Tuncer, "Sendikalı ya da sendikasız, 3 milyon kamu emekçisi ve 2 milyon emeklinin iradesi ve ihtiyaçları yok sayılmaktadır. Kamu emekçileri, 2022-2023 dönemi toplu sözleşmeye gitme sürecinde, yüzde 3'lük kısmı toplu sözleşmeden kaynaklanan, yüzde 5,45'lik kısmı ise enflasyon farkı olarak 'lütfedilen' yüzde 8,45'lik bir zamla karşılaşıyor. Enflasyon, halkın satın alma gücündeki azalmanın en somut göstergesi olmasına rağmen, iktidarın denetimindeki medya, açıklanan verileri 'işçi, memur ve emekliye zam müjdesi' olarak veriyor" dedi.

Haziran ayı resmi enflasyon oranının üzerinden verilen zam daha maaşlara yansımadan, Temmuz ayından geçerli olmak üzere elektriğe yüzde 15, konutlarda kullanılan doğalgaza ise yüzde 12 zam yapıldığını hatırlatan Tuncer, "Siyasi iktidarın kaşıkla verdiğini kepçeyle alma politikası yıllara kıyaslandığında ise kaşığın giderek küçüldüğü, kepçenin ise devasa boyutlara ulaştığı herkes tarafından çok iyi biliniyor" diye belirtti.

Tuncer, "5 milyon kişinin hayatlarının enflasyon rakamların arasına sıkıştırılamayacağı artık görülmelidir. Siyasi iktidar bir gerçeği unutmamalıdır. Yaşamlarımızın ekonomik müjdelerinizden, reform paketlerinizden, çılgın projelerinizden ve doymak bilmeyen sermayedarlarınızdan daha az kıymetli değildir" diye vurguladı.
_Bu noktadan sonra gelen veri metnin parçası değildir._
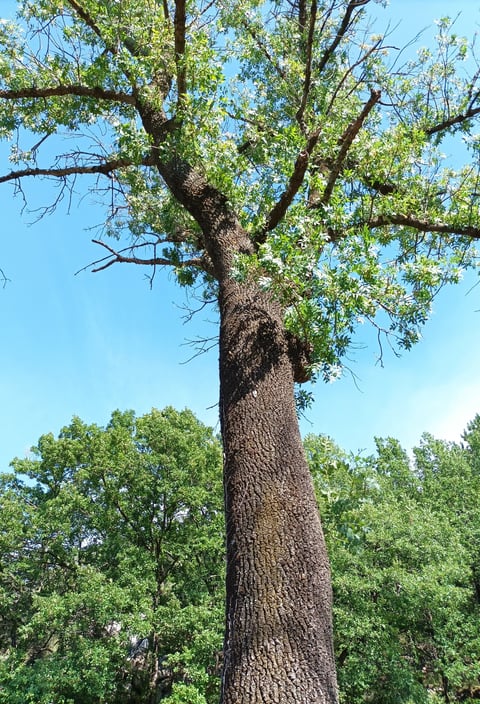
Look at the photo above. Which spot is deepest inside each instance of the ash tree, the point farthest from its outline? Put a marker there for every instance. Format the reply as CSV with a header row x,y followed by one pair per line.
x,y
289,160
Tüm kamu emekçilerine ve emeklilere çağrı yapan Tuncer, "Biz bu gidişe dur demediğimiz sürece, sahici ve samimi bir şekilde yan yana gelip el ele vermediğimiz sürece, kapalı kapılar ardında rakamlarla oynadıkları gibi hayatlarımızla oynamaya devam edeceklerdir. Dolayısıyla sendikalı ya da sendikasız, tüm kamu emekçileri 'artık yeter' demeli ve bu gidişe bir son vermelidir" diye konuştu.